楚长安闲庭信步走进亭子之中坐了下来道:“并非是我明事理,拦不住倒是真,以她的脾气就算是拼了命也得给我把药带回来。”
云老面无表情捋了捋花白的胡须道:“一去万里,深入江湖,难免吃一番苦头。”
楚长安面色一冷沉声道:“那药王谷最好不要难为阿姐,否则即便是远在天边我也要给他踏平喽!”
云老微微一笑瞥了一眼楚长安手中那多光鲜艳丽的红顶风仙花道:“怎么,这花想来不是为郡主准备的吧。”
楚长安白了一眼云老没好气的说道:“阿姐才不喜好这凡尘之物。”
云老丢给楚长安一个眼神道:“郡主是不喜好,可总有人喜好不是?别怪为师没提醒你,那公主的剑法可是当今同辈之中少有人能够媲美的,修的乃是剑意!到头来自讨苦吃可就怪不得别人喽。”
楚长安没有理会云老起身便要离去,却冷不丁的被云老叫住,撇来一卷装订成册的竹卷。
见状楚长安只是打开撇了一眼拱手对着云老施上一礼,告退离去。
临了,云乐头也不抬地道出一句:“玩玩闹闹,字可别落下喽。”
楚长安一听加快脚步快步离去。
云老刚落笔便停了下来,皱起眉头盯着宣纸上的几个浑厚苍劲的大字自言自语骂道:“奶奶的,越看越不像字!”
楚长安出了镜花水月之地并未着急回到自己的庭院之中,反而是轻车熟路的来到萧桥所在的别院之前,停下脚步观察了一会喃喃道:“小娘子,小爷来喽。”
轻叩门扉,得到准许之后楚长安这才进了院子,院落之中一如往常的清静,只是此时的楚长安心中却荡起一丝波澜,兴许是知晓了萧桥女扮男装的真实身份的原因。

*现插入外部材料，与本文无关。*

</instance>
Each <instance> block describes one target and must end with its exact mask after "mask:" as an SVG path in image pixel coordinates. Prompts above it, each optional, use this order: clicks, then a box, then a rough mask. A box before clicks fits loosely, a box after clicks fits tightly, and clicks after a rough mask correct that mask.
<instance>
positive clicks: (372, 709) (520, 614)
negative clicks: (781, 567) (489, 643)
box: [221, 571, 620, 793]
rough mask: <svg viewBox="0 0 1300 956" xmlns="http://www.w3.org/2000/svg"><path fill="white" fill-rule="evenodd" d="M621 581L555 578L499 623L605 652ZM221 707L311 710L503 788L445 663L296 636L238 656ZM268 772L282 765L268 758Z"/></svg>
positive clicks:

只见萧桥单手持剑负手而立正在舞剑,弓步上前双臂一张一合手中三尺青锋随着身体不断扭转,一剑接着一剑隐约间可以瞧出一丝丝无形的气游荡在青锋四周,每刺出一剑雪白的剑体就会发出阵阵嗡鸣之声,三千发丝披散在双肩之上身形每动一次飘逸的长发就摆动一次,配上那张绝美的脸蛋简直就是美不胜收!
一时间楚长安驻足门槛之处看的有些出神。
合剑归鞘萧桥转过身来看向等候多时的楚长安道:“小王爷,请吧。”
楚长安缓过神来嘿嘿一笑,这才走上前去故意找了个紧挨着萧桥的地方坐了下来。
萧桥倒也不介意率先开口道:“今日小王爷所来何事?是要听书否?”
楚长安打了个哈哈一双眼睛紧紧盯着萧桥道:“今日所来也确实如此,只不过那些个一如既往的大打杀杀听腻歪了,偶尔想听一些奇闻怪事。”
萧桥狐疑的看了一眼楚长安开口道:“不知小王爷想听些什么趣事。”
楚长安嘿嘿一笑道:“不知萧公子可否听闻一些个女扮男装的剑客行走江湖之趣闻?”
萧桥面色一怔瞥了一眼楚长安道:“不曾听闻!”
楚长安也不生气接着说道:“也罢,我倒是见过一些,今日换我讲与萧公子演一番如何?”
萧桥默不作声,自顾自的喝着茶。
楚长安拈花戴于耳边,本就英俊的脸庞加上如此瑰丽的艳花显得更是出众,震袖捏出一个兰花指冲着萧桥抛了个媚眼学着那些个风尘女子招呼客人的腔调道:“如何呀官人,小女子年方一十有八。”